Taking partial derivative of SSD, wrt the parameters $a, b$?

40 Views Asked by At

In the book titled: Analysis of Straight-line data, by Forman S. Acton; it is given on page #10:


The classical 'least squares' procedure is most commonly derived by forming an expression for the sum of the squared vertical deviations from a general line, then demanding that this expression be minimized wrt the parameters of the line.

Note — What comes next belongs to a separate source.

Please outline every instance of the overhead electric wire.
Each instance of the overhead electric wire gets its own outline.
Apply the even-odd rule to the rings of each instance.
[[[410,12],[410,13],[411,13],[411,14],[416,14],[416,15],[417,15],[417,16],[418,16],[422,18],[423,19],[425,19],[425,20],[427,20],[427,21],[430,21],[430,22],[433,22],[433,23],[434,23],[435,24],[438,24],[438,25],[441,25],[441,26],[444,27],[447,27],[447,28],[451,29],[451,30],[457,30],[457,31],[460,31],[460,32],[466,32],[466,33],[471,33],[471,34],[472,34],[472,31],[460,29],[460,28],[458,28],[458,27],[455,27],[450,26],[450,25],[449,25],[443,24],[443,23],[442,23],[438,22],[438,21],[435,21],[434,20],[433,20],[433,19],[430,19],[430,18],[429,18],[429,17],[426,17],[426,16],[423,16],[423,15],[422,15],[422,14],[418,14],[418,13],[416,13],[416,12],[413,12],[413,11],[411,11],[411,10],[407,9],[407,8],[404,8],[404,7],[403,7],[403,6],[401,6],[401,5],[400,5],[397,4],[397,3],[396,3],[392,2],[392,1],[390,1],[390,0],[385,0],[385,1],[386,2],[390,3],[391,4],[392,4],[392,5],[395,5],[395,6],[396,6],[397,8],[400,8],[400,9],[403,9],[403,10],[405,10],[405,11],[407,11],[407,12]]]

If our points $(x_i, y_i)$ are computed with a line:
$$Y_i = a + bx_i, (1)$$ then the sum of squared deviations are given by $$SSD = \sum_{i=1}^n (y_i - Y_i)^2 \equiv (y_i - a - bx_i)^2. (2)$$

We are to choose a, and b so that this expression is a minimum, which we accomplish by partially differentiating SSD wrt a, and to b, and equating each derivative separately to zero, thereby obtaining the so-called normal equations of the system:
$$an + b\sum x = \sum y\\ a\sum x + b\sum x^2 = \sum xy. (3)$$

(Summations are all over the data points unless explicitly indicated otherwise; thus $\sum xy $ means $\sum_{i=1}^n xy,$ etc.)

Equations (3) are a pair of simultaneous equations for the two fitted parameters a, b, so it seems as if there might be little to say about the procedure, except to point out that once a, and b have been found out, the minimal value of SSD may be computed most expediently from the equation $$SSD = \sum y^2 -a\sum y - b\sum {xy}, (4)$$ which follows from (2), and (3) using some algebra.


Question: Am unable to understand how the partial derivatives of SSD are taken wrt a, b; i.e.
$\dfrac{\partial SSD (= \sum_{i=1}^n (y_i - Y_i)^2 \equiv (y_i - a - bx_i)^2)}{\partial a}$ (or, the partial derivative ($\dfrac{\partial SSD}{\partial b}$) ) is computed to yield equations in (3)?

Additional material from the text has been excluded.